Now to share a little secret that may encourage those fearful of color. I was a neutrals-only girl for several years, stuck in a color rut just like some of you. How did I get out?
Let me clarify that things weren’t always this way. I didn’t grow in a color-free home, my mother loved color and even today, still uses it very well. I was actually quite the colorholic, I couldn’t get enough. At 21, I moved into an apartment and my first purchase was a pink vintage refrigerator, huge floral wallpaper for the kitchen, and hardwood flooring that I installed myself. That was the wildest kitchen ever. Scary but gorgeous. After that apartment, I slowly allowed neutrals to creep into my life for reasons unknown. Maybe it was an emotional thing. I don’t really know. But it was in my mid-20’s that I hit a major neutral phase. I didn’t understand what was happening to me. When I tried to introduce color, I fell flat, so I just didn’t use it at all. Everything was cream and khaki.

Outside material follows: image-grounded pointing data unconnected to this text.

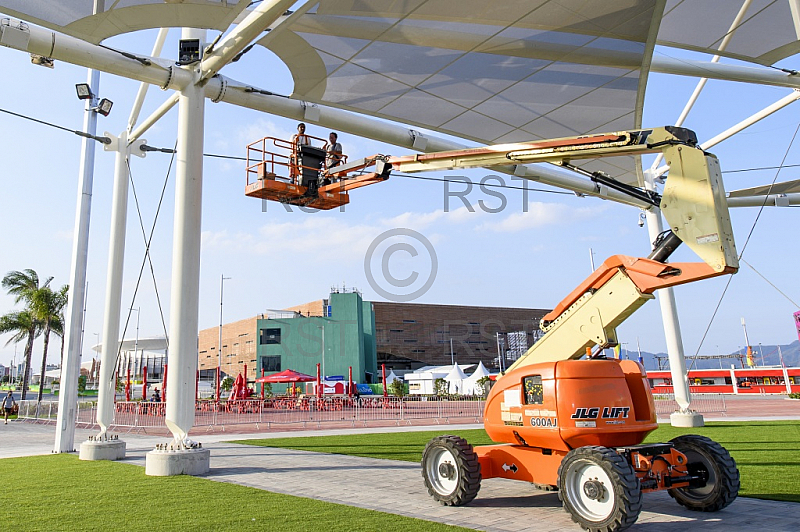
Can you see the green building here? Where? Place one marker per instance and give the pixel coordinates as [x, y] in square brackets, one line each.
[346, 331]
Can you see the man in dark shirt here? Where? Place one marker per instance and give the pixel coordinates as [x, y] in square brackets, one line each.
[8, 404]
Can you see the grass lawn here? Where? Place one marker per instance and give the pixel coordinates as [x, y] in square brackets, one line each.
[60, 492]
[767, 452]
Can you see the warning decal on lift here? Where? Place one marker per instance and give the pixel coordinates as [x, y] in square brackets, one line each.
[544, 422]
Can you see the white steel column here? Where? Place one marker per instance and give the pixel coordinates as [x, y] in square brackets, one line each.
[683, 417]
[70, 369]
[184, 297]
[106, 387]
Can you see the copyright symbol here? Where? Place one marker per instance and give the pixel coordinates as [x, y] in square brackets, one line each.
[408, 250]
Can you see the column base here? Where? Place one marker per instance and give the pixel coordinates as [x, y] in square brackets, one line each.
[184, 462]
[102, 450]
[686, 419]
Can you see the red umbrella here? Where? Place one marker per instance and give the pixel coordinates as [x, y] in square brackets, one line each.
[288, 375]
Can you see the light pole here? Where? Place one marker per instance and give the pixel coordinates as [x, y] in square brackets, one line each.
[322, 329]
[452, 360]
[136, 342]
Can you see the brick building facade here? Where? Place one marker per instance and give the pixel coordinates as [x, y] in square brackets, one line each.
[406, 336]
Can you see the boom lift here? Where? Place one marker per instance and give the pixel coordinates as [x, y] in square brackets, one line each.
[574, 423]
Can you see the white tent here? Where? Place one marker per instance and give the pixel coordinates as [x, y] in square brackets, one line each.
[456, 379]
[471, 386]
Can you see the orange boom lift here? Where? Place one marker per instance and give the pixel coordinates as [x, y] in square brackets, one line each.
[563, 415]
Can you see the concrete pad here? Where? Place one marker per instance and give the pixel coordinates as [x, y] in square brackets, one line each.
[194, 462]
[102, 450]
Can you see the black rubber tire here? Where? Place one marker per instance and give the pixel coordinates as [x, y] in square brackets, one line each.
[623, 501]
[465, 471]
[723, 481]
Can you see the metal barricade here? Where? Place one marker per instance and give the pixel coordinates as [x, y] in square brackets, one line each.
[275, 411]
[702, 403]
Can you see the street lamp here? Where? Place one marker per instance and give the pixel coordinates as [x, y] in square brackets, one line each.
[136, 342]
[222, 279]
[322, 328]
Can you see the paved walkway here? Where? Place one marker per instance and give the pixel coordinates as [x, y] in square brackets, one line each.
[397, 487]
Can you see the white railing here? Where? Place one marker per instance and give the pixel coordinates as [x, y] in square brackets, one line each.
[305, 410]
[702, 403]
[276, 411]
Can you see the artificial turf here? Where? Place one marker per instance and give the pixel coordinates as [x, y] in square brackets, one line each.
[59, 492]
[766, 452]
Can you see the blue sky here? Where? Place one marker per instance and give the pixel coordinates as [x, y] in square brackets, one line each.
[518, 257]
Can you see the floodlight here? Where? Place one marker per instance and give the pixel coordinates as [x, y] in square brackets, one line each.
[104, 107]
[83, 90]
[41, 60]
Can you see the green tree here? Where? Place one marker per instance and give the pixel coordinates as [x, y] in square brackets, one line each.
[440, 386]
[59, 325]
[48, 309]
[23, 327]
[24, 285]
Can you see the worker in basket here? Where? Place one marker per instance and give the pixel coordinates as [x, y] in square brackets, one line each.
[298, 139]
[333, 156]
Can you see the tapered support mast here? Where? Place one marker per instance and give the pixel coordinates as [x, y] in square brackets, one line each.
[70, 368]
[184, 297]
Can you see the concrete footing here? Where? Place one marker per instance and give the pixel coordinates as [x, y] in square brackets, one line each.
[102, 450]
[686, 419]
[169, 463]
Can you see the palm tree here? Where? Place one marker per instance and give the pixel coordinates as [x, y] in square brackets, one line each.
[47, 307]
[23, 326]
[23, 285]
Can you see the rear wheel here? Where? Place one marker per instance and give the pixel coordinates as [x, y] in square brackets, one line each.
[711, 461]
[599, 489]
[451, 470]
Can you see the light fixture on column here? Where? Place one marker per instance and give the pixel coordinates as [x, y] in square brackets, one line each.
[104, 107]
[41, 60]
[83, 90]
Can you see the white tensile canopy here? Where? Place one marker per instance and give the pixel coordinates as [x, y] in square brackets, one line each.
[455, 379]
[471, 386]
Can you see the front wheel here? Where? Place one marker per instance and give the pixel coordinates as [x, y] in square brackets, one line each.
[451, 470]
[599, 489]
[712, 462]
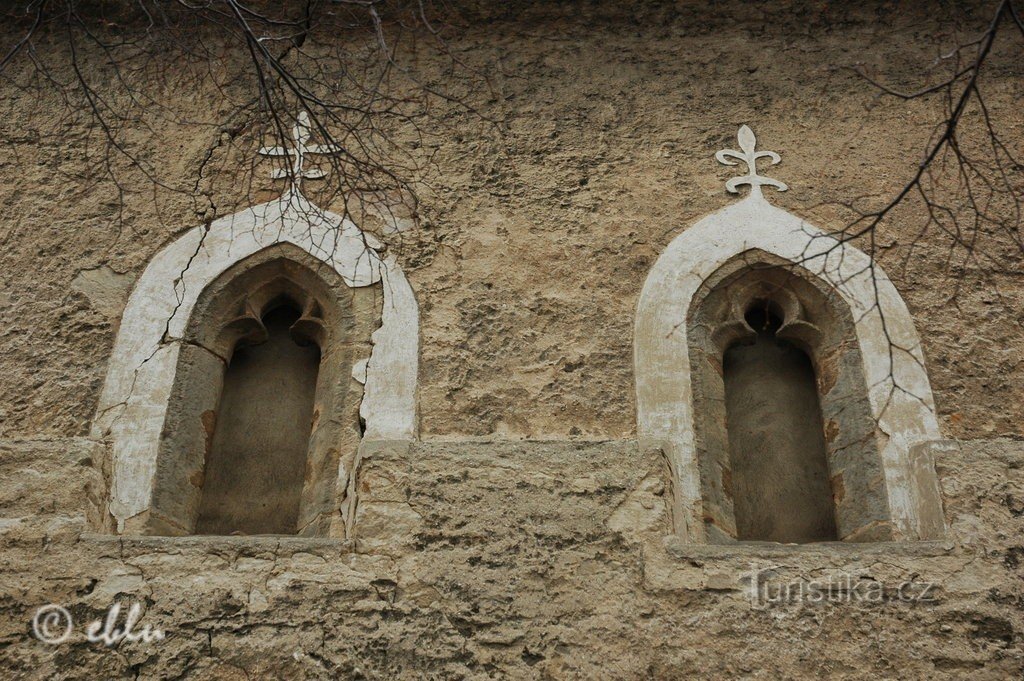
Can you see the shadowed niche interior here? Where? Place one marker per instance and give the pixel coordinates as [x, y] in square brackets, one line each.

What ultimately changed my perception of color was randomly hearing someone say that the best way to bring color into the home is bring nature inside. If it works outdoors, it will work indoors. I never thought about that in my life, seemed so simple, but so true. It was then that I started small. I brought home fruit and flowers. Instead of mixing fruit in a bowl as I always had, I started to put oranges in a single bowl, lemons in a tall vase, limes arranged on a platter. I always loved to buy flowers for my office at work, but didn’t bring them home much. I changed that. I started bringing fresh flowers into my home once a week, but instead of buying a mixed bouquet, I stuck to a single color, like yellow tulips for instance. Placing fruit and flowers around my home helped me feel more comfortable about living with color again. The 21-year-old Holly with the pink refrigerator resurfaced. I was me again. Color was back!
Now I feel completely comfortable around color and I’m in a profession where I’m helping others to overcome their color fears. So start small and build, even if it’s just fruit and flowers. Look to nature. Start with green.